On Wednesday, July 25, 2007, at 07:18AM, "Jeffrey Yasskin" <[EMAIL PROTECTED]> 
wrote:
>I'm looking through a couple of the OS X tests and have run into the
>question of what to do with four-character codes. (For those of you
>who are unfamiliar with these, Apple, around the dawn of time, decided
>that C constants like 'TEXT' (yes, those are single quotes) would
>compile to the uint32_t 0x54455854 (or maybe the other-endian version
>of that) so they could use these as cheap-but-readable type

AFAIK the are always converted as big-endian values.

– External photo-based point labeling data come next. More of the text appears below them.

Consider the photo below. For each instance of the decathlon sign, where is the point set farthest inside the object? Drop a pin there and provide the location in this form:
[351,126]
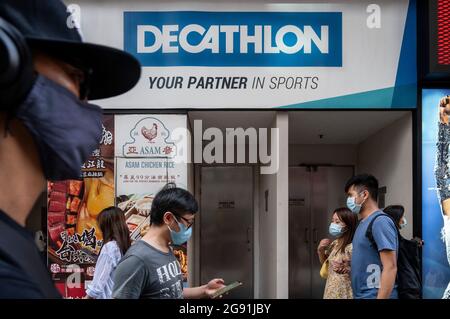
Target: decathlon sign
[186,38]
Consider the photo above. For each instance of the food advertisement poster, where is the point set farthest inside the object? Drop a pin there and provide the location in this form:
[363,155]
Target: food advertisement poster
[74,238]
[148,156]
[436,193]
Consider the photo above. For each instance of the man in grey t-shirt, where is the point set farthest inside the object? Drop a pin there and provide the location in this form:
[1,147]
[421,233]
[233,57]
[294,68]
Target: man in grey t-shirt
[150,269]
[148,273]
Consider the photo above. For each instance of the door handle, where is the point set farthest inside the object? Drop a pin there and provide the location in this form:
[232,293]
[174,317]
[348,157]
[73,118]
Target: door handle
[315,235]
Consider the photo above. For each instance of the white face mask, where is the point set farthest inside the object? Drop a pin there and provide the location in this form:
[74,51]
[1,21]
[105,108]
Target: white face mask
[351,204]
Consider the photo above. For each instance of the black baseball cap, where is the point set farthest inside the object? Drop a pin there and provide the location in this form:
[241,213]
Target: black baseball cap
[45,25]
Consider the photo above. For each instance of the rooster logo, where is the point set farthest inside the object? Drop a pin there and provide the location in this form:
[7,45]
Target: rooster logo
[150,134]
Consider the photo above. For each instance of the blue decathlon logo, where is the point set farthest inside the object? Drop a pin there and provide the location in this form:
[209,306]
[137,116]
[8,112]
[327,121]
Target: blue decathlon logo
[185,38]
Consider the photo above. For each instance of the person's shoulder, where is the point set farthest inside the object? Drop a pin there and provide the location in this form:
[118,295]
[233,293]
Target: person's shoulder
[15,284]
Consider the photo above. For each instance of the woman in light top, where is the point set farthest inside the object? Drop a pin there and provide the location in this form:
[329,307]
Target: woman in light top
[116,241]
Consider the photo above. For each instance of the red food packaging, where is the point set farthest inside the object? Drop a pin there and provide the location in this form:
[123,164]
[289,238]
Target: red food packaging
[55,232]
[75,187]
[58,197]
[70,231]
[71,219]
[55,218]
[60,187]
[75,204]
[57,207]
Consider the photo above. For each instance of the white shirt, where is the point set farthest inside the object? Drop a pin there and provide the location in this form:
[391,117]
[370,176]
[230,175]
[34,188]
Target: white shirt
[102,284]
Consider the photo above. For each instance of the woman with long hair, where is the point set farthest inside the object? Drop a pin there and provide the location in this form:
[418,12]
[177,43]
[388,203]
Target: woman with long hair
[116,241]
[338,254]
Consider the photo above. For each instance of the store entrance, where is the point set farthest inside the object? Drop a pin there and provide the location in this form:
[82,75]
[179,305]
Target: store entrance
[226,226]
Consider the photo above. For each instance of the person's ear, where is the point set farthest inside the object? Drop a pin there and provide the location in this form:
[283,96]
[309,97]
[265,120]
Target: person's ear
[168,218]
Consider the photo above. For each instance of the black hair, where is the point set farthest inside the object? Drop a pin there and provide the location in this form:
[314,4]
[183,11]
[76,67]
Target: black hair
[172,199]
[364,182]
[396,212]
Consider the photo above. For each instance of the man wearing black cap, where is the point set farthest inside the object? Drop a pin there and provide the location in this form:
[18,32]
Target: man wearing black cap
[47,129]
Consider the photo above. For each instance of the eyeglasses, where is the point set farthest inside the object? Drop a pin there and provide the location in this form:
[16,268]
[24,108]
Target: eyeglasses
[187,221]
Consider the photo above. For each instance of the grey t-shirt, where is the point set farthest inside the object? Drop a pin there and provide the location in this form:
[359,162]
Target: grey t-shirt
[148,273]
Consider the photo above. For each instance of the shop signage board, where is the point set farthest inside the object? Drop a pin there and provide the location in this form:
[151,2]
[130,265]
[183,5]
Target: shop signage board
[341,54]
[436,193]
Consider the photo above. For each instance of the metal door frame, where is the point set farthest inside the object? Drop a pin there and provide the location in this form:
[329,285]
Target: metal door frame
[197,230]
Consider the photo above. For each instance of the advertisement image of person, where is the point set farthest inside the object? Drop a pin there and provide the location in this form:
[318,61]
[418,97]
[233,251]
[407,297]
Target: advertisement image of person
[47,128]
[338,254]
[442,174]
[116,241]
[150,270]
[373,271]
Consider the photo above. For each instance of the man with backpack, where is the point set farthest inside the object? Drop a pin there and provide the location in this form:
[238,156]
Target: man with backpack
[373,269]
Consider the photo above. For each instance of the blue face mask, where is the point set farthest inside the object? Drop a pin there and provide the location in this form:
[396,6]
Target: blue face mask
[405,222]
[351,204]
[335,230]
[179,238]
[65,129]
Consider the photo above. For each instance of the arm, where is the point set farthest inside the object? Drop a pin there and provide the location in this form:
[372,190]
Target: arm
[129,279]
[386,238]
[102,273]
[205,291]
[388,274]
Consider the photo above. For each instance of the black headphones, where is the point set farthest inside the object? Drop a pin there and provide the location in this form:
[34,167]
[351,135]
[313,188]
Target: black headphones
[16,67]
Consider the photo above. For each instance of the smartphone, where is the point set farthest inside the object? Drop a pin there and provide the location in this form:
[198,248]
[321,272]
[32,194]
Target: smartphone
[226,289]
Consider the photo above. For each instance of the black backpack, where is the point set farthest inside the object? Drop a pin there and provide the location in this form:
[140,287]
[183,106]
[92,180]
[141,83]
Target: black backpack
[409,279]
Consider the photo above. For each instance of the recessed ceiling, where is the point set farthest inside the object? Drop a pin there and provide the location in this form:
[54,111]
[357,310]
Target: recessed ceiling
[306,127]
[338,127]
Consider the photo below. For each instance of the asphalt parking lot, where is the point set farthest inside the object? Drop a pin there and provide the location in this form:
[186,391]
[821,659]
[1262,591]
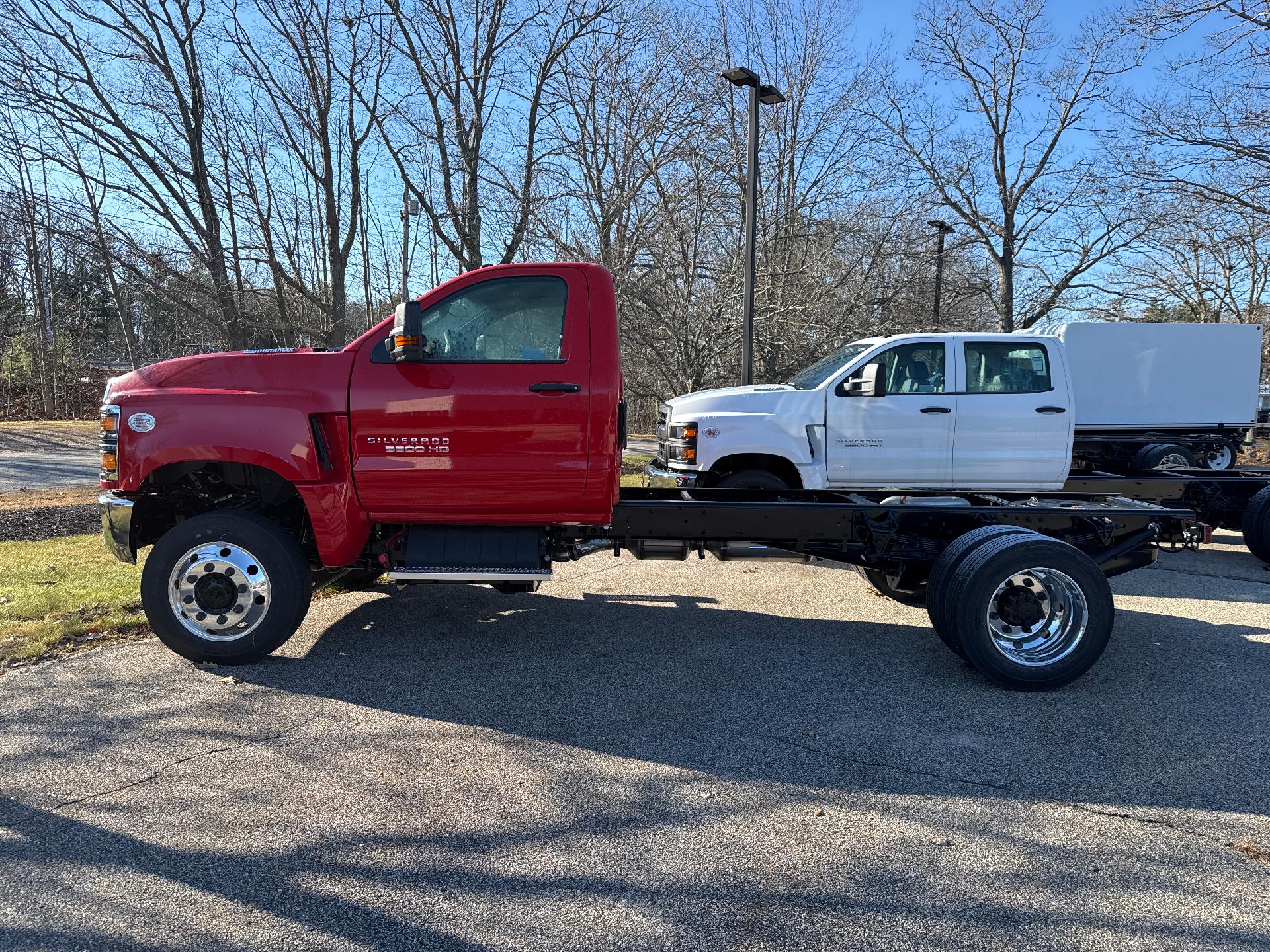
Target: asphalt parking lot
[651,757]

>identifiers.) In Python 2, these are represented as 'str' instances,
>which PyMac_GetOSType() in Python/mactoolboxglue.c converts to the
>native int format. For Python 3, right now they're str8's, but str8 is
>theoretically supposed to go away. Because they're binary constants
>displayed as ASCII, not unicode text, I initially thought that 'bytes'
>was the appropriate type. Unfortunately, bytes is mutable, and I think
>it makes sense to hash these constants (and some code in aepack.py
>does).
>
>So, I'm stuck and wanted to ask the list for input. I see 5 options:
> 1) Make these str instances so they're immutable and just rely on
>convention and runtime errors to keep them in ascii.
> 2) Make them bytes, and cast them to something else when you want to
>make them keys in a dict.
> 3) Keep them str8 and give up on getting rid of it.
> 4) Make bytes immutable, add a 'buffer' type which acts like the
>current bytes type, and make these codes instances of bytes. [probably
>impossible this late in the game]
> 5) Make a new hashable class for these codes which converts them to
>and from ints and bytes and becomes the general argument type for the
>apple platform interface. [Cleanest, but lots of work that I'm not
>volunteering to do]

A 6th option is a subclass of int. It's constructor would accept a string 
containing the 4CC and the repr/str method would return the string 
representation of the code.  IMHO this is the cleanest representation of 4CCs 
in Python because those codes are basicy a "neat" way to enter integer literals 
in C.

This would also solve a problem that PyObjC users sometimes run into: Several 
C/Objective-C APIs return a dictionary where one  of the values is an integer 
and where one would commonly use 4CCs to write down literals. This currently 
causes unexpected failures but would do the right thing with this option.